Indeed, Fernanda Viegas and Martin M. Wattenberg suggested that an ideal visualization should not only communicate clearly, but stimulate viewer engagement and attention. [8]

Data visualization is closely related to information graphics, information visualization, scientific visualization, exploratory data analysis and statistical graphics. In the new millennium, data visualization has become an active area of research, teaching and development. According to Post et al. (2002), it has united scientific and information visualization. [9]

In the commercial environment data visualization is often referred to as dashboards. Infographics are another very common form of data visualization.

Characteristics of effective graphical displays Edit

Professor Edward Tufte explained that users of information displays are executing particular analytical tasks such as making comparisons. The design principle of the information graphic should support the analytical task. [11] As William Cleveland and Robert McGill show, different graphical elements accomplish this more or less effectively.
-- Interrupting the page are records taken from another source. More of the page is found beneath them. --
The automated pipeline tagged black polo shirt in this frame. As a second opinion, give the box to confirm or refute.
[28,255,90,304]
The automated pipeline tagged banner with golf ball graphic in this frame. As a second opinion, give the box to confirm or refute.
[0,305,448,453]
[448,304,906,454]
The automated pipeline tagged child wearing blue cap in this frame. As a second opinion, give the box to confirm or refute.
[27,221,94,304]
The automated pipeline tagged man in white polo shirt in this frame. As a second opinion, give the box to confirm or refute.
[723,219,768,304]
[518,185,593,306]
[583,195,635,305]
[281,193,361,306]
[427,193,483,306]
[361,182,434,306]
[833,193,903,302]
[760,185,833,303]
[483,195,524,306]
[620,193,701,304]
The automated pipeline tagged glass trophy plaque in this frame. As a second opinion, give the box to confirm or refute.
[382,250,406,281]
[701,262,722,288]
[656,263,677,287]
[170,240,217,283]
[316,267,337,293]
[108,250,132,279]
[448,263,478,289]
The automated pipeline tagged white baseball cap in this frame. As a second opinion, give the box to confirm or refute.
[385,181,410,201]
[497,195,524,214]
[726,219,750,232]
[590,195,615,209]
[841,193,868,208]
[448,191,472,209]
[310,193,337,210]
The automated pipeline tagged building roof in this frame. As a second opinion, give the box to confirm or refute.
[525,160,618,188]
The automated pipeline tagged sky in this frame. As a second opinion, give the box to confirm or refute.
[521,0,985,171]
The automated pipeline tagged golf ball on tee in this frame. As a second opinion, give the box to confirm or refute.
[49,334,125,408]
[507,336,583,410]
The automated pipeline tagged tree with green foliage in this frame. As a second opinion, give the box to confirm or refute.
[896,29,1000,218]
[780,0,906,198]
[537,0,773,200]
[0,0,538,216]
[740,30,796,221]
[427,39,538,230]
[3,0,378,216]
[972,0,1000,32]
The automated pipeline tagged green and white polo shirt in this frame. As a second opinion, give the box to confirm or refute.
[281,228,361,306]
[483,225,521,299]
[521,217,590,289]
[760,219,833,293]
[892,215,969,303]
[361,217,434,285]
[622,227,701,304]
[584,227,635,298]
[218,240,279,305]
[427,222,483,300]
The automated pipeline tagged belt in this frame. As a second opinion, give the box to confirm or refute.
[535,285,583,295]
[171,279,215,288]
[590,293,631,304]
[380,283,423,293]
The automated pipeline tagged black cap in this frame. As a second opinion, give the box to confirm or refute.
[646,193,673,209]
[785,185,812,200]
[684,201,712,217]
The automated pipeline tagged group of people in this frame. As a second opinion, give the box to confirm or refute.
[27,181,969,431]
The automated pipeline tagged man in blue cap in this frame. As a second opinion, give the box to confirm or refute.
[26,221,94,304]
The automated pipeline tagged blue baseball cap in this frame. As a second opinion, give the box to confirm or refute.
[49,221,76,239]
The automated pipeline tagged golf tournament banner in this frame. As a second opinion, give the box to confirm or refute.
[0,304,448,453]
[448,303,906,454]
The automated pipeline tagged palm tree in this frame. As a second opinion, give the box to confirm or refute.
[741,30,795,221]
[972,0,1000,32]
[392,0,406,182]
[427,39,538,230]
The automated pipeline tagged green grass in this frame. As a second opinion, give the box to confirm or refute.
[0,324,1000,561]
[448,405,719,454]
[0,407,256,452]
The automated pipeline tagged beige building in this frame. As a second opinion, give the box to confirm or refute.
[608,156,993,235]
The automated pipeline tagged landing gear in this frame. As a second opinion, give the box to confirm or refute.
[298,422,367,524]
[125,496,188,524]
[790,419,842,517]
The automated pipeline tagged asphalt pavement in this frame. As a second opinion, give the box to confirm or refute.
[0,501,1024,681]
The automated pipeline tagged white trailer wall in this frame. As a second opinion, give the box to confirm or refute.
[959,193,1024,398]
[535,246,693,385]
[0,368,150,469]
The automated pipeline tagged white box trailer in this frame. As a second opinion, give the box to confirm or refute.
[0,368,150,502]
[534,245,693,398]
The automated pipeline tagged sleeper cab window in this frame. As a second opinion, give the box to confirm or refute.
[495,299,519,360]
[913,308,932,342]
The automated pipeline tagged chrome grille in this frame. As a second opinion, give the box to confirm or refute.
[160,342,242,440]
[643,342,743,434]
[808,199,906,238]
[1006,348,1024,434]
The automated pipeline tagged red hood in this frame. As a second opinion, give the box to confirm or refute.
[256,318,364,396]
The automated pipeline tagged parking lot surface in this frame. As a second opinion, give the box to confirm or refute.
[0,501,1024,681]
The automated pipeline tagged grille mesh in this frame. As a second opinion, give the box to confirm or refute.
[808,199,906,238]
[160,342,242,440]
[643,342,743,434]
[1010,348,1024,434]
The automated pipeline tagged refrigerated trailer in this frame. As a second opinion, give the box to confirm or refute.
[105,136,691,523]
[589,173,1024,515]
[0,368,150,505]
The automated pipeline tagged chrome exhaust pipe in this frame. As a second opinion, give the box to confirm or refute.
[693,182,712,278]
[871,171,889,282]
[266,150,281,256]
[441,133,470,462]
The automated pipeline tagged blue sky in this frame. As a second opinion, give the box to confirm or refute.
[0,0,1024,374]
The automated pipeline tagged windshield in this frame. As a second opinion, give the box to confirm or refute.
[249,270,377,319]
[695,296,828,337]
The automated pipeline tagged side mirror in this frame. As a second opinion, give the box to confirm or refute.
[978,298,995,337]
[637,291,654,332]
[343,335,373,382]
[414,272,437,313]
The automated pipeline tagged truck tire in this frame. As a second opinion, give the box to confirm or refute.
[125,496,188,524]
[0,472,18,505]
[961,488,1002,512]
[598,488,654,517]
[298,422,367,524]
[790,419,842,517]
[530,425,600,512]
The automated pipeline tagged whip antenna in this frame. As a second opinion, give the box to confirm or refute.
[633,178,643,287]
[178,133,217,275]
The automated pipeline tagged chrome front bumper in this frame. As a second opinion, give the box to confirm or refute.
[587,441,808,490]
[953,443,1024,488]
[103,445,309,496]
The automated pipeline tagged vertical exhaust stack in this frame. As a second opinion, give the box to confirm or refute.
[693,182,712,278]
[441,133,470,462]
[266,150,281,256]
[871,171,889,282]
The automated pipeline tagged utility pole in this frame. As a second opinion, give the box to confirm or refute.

For example, dot plots and bar charts outperform pie charts. [12]

In his 1983 book The Visual Display of Quantitative Information, Edward Tufte defines 'graphical displays' and principles for effective graphical display in the following passage: "Excellence in statistical graphics consists of complex ideas communicated with clarity, precision, and efficiency. Graphical displays should:

  • show the data
  • induce the viewer to think about the substance rather than about methodology, graphic design, the technology of graphic production, or something else
  • avoid distorting what the data has to say
  • present many numbers in a small space
  • make large data sets coherent
  • encourage the eye to compare different pieces of data
  • reveal the data at several levels of detail, from a broad overview to the fine structure
  • serve a reasonably clear purpose: description, exploration, tabulation, or decoration
  • be closely integrated with the statistical and verbal descriptions of a data set.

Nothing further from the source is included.